From Tony Lord: I was saddened to hear that Matt has passed away, and in my home country no less. Just to fill in a wee bit of Matt's career...I was sitting in my office at 72 Wall Street, which was the location of Crocker Bank International, when I was told by our receptionist that a certain Matt Forrest was here to see me.

When Matt walked into my office, not only was he puffing on his ever present pipe, but the smoke was exiting from, amongst other places, his ears. Matt was monumentally PO'd about something, and told me immediately that he wanted to apply for the job of Crocker's Japan Country Manager. To be honest, I've totally forgotten what had happened to Matt at Chase. However, I clearly recall trying to persuade him to sleep on this for a few days. I told him my experience when I resigned from Chase to join Barings in Hong Kong, and was very honest in saying that leaving Chase was the dumbest thing I ever did - I still feel that way today (and I've done many dumb things in my life before and since).

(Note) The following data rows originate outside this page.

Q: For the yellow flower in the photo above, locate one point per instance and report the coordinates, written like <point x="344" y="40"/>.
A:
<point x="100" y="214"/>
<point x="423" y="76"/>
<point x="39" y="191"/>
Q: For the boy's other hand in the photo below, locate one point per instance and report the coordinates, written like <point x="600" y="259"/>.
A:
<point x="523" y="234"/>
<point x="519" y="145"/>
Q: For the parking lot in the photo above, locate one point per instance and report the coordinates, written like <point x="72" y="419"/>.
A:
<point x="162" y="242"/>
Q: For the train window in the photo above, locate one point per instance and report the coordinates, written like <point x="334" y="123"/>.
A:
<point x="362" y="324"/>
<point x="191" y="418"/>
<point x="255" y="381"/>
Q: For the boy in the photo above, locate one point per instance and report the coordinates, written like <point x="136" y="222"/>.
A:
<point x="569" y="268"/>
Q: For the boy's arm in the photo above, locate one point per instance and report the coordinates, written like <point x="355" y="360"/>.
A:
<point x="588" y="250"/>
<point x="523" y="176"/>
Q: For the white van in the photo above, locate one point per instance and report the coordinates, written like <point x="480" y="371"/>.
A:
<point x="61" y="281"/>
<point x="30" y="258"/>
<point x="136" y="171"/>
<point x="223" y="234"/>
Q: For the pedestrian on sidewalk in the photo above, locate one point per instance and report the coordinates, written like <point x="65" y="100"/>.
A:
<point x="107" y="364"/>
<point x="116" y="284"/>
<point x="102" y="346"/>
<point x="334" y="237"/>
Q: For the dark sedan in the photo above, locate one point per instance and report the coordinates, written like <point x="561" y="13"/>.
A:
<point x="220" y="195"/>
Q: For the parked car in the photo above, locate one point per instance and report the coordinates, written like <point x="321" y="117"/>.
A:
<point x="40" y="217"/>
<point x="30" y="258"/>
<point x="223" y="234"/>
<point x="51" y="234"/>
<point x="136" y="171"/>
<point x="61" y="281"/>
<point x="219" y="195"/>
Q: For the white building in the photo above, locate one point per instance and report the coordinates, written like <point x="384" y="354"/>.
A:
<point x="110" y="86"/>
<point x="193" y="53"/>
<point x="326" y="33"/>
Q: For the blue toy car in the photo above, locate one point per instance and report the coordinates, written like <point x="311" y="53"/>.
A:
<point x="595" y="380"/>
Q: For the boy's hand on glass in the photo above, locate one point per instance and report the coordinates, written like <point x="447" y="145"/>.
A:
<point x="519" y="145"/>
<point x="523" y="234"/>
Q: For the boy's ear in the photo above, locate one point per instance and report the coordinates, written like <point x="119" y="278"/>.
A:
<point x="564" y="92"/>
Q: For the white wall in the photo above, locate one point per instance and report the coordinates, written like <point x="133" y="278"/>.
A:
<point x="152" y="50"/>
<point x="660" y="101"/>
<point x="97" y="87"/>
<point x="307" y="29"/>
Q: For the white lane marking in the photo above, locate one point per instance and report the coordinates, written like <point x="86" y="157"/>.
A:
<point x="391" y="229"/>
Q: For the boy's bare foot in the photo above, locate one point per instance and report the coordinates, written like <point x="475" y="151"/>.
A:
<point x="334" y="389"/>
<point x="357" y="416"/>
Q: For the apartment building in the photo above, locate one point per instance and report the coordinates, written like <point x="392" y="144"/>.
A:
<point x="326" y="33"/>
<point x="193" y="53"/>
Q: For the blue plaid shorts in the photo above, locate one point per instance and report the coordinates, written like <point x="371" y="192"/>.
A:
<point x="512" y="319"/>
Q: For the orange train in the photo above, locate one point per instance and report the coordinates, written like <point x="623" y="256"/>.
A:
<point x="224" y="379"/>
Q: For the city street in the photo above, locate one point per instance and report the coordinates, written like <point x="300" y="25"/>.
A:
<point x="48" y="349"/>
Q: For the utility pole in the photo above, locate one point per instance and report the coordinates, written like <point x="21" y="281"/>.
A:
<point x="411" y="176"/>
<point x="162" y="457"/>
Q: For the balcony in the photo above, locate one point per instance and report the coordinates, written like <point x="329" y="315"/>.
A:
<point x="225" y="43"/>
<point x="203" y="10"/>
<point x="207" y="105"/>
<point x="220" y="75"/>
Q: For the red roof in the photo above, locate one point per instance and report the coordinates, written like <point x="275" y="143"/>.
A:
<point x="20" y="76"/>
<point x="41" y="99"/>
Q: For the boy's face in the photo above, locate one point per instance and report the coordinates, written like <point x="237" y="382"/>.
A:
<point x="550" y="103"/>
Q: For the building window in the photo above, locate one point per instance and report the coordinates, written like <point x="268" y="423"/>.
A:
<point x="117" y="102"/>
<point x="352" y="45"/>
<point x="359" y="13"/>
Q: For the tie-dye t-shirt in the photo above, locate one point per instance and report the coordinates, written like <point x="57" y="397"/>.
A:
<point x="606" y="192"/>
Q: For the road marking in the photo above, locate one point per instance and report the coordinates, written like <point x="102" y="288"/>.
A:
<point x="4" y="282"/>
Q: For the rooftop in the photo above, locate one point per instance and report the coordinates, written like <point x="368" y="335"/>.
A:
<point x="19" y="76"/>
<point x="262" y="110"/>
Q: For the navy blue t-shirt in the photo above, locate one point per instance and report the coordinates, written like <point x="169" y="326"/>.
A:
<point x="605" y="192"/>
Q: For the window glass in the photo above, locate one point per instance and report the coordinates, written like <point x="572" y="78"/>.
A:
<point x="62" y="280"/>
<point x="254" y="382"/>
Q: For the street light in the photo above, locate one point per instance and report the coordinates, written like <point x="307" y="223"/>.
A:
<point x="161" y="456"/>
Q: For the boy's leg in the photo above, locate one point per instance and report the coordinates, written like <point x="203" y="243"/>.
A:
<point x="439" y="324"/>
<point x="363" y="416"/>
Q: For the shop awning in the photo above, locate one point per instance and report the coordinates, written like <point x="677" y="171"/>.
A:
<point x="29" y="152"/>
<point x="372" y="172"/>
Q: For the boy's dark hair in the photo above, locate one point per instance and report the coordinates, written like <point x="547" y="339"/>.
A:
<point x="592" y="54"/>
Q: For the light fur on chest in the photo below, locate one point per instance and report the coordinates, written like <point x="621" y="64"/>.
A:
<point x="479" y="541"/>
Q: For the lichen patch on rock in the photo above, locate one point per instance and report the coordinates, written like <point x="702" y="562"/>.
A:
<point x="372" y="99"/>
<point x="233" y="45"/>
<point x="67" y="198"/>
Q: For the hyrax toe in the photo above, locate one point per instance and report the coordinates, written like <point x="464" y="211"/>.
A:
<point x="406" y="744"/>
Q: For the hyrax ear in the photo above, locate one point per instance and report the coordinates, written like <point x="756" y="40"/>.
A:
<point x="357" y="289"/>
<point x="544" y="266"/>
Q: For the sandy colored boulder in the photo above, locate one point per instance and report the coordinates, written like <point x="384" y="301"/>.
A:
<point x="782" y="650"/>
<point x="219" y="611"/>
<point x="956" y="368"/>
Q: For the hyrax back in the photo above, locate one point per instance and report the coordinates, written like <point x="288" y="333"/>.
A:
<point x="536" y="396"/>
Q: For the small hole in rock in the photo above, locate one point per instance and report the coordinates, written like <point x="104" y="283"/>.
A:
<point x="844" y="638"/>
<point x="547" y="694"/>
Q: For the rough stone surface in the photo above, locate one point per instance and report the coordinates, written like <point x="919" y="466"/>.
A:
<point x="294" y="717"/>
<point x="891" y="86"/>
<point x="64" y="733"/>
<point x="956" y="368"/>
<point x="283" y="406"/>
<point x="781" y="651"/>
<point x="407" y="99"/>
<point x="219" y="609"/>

Matt wasn't even listening, and asked that I set up the necessary introductions for him. Of course I was delighted to open the necessary doors, and, for a while at least, Crocker National Bank had an outstanding person running its operation in Japan. Needless to say, in due course Matt saw the light and returned to "Mother Chase".

He was indeed one of a kind. This summer, the members of the Chase Alumni Association, Bend Chapter, will raise a glass to his memory.

 

From Cyrus Hui: "Reading the memoriam brings back many fond memories of Matt, as I had been one of the people closest to him at Chase, having worked under his "supervision" in Tokyo from 1974 to 1979 and then again in Hong Kong from 2001 to 2004, when Chase was "one big happy family" -- especially for those of us in Tokyo - Cushy, John Ward, etc.

"Matt was the most perceptive guy. He never "supervised", but our "Team C" was the most cohesive unit. Matt was capable of thinking the impossible, a most unorthodox guy who was not "banker-like". One characteristic of his that impressed all those with whom he came across was his complete sincerity and lack of ego.

"We had maintained close ties despite living in different worlds. The last time I saw Matt was in 2002, when I visited with him in Tokyo. He had moved back from Boston, where he spent some time. He had his own business of importing single malt whisky from small distillers in Scotland. For that, he travelled to Scotland several times a year. Matt was of Scotish decent,
his father, a naval architect, emigrated to the United States where Matt was born...Good Old Matt!"